Three standard static double page spreads with product information and two double page spreads with short reviews.
Erbar Grotesk initial caps in the ornamental section. The magazine consists of sections with symmetrical organization. Each of them has an opening material that often includes elaborate lettering.

4. Typefaces

Evgeny Yukechev,

“I designed KafkaTypefamily in 2010–2012. This font family is intended for use in books and magazines; it is suitable for long reading and it includes headline fonts and alternative characters. Stylistically, this typeface is a fresh replica of German modern serif of the late 18th — early 19th centuries, the era of Justus Erich Walbaum. Its slightly narrowed proportions and moderate contrast make lines look firm and neat. This typeface also includes a display face (Kafka Text Stensil), which was released in the Asia: Barcode layout.”

Yuri Gordon,

“Bazaarban is one of the strangest typefaces I have ever had to design. The very name demonstrates its synthetic nature — it’s a mix of the name of the magazine (Bazaar) and its art director (Barbanel). Bazaarban combines the 1960s Optima glamor, the early 2000s techno, Soviet ’big style’, postmodern irony, Swiss modules, and Bauhaus minimalism. Each letter in Bazaarban has a lot of variants. Imagine that — regular narrow, regular wide, italic, and back slant characters all coexist in this typeface. You can start a word with a slant to the left and finish it with a slant to the right. To switch the slant, there are special stopper letters — one side slanted, the other regular. Moreover, Bazaarban makes it possible to make a four-letter word ’МАМА’ (’Mum’) longer than ’МЫЛА РАМУ’ (’Mum was washing the window frame’ — a typical sentence from Russian ABC books) which consists of eight letters and a space. It can be very wide or unbelievably narrow, depending on the situation.

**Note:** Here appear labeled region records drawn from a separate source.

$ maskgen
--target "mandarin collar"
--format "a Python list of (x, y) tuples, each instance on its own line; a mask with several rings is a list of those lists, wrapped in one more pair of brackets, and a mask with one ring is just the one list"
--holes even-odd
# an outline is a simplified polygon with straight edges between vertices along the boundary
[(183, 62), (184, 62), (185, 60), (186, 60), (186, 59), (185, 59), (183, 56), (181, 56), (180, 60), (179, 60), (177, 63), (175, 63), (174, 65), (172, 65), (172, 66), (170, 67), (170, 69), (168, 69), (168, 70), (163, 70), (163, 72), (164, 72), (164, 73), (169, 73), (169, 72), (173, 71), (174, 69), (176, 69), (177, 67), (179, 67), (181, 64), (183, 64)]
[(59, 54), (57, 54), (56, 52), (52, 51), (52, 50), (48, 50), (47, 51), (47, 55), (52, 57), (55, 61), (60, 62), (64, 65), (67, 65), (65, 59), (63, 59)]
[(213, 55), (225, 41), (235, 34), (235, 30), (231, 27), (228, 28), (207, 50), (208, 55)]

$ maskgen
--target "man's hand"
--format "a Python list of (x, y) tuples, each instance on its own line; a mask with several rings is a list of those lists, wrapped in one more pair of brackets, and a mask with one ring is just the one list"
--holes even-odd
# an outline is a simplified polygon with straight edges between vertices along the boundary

Why? To make you read slower. Bazaarban turns headlines into standalone events. Attracts your attention. Doesn’t let you go. Stop! Something’s going on here! I would call such typefaces ‘the ultimate display fonts’. They work in a much more powerful way than needed to just read the text. Ultimate display fonts are a transitional stage between a typeface and lettering, calligraphy, and drawing.

Bazaarban is built on the same principles as old typefaces for hand-set typesetting. No OpenType tricks, no automatization, no glyph substitution. Want unique result? Procure letters, one by one, from the Glyphs palette, just like a real metteur en pages 100 years ago. Love every letter, try it on, change, experiment — the results might be surprising.”

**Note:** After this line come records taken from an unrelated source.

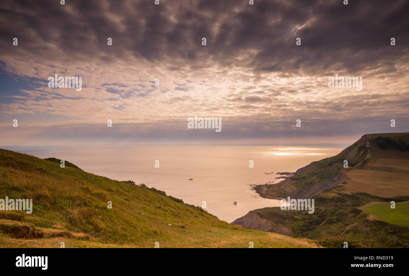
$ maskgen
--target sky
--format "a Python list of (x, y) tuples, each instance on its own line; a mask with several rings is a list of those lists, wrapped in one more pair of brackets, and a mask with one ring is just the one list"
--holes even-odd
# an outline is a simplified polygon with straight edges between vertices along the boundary
[[(2, 0), (0, 145), (409, 131), (409, 1), (155, 2)], [(81, 77), (82, 90), (49, 87), (55, 74)], [(329, 87), (336, 74), (362, 90)], [(221, 118), (221, 131), (188, 128), (195, 115)]]

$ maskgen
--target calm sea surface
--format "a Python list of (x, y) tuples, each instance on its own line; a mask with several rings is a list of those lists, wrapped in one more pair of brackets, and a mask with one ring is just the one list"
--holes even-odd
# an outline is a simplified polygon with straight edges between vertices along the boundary
[[(280, 206), (261, 198), (251, 185), (277, 183), (279, 172), (295, 171), (343, 148), (274, 146), (178, 146), (122, 144), (101, 147), (3, 148), (40, 158), (56, 157), (88, 172), (119, 180), (133, 180), (162, 190), (187, 203), (202, 206), (230, 223), (249, 211)], [(155, 160), (159, 168), (155, 167)], [(253, 160), (254, 167), (249, 167)], [(267, 174), (265, 173), (273, 174)], [(189, 178), (191, 174), (193, 180)], [(237, 201), (235, 205), (233, 202)]]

Most illustrations are accounted for by retail companies’ press-releases. We decided to tamp down their obviously advertizing appearance by placing all cut-out images against a background.

All images in the magazine are set against a beige background, which has the same shade as the address section. Only two colors are allowed: beige and the system color, which changes in every issue.

The address section is separated from the main body by a sheet of thin colored offset paper, 80 g/m2.
The iconography here constitues a map of premium goods manufacturers.

Kafka Serif Text, 7.871 / 10.188 pt. Text subheadings: Franz Grotesque Extended 9.215/ 10.188.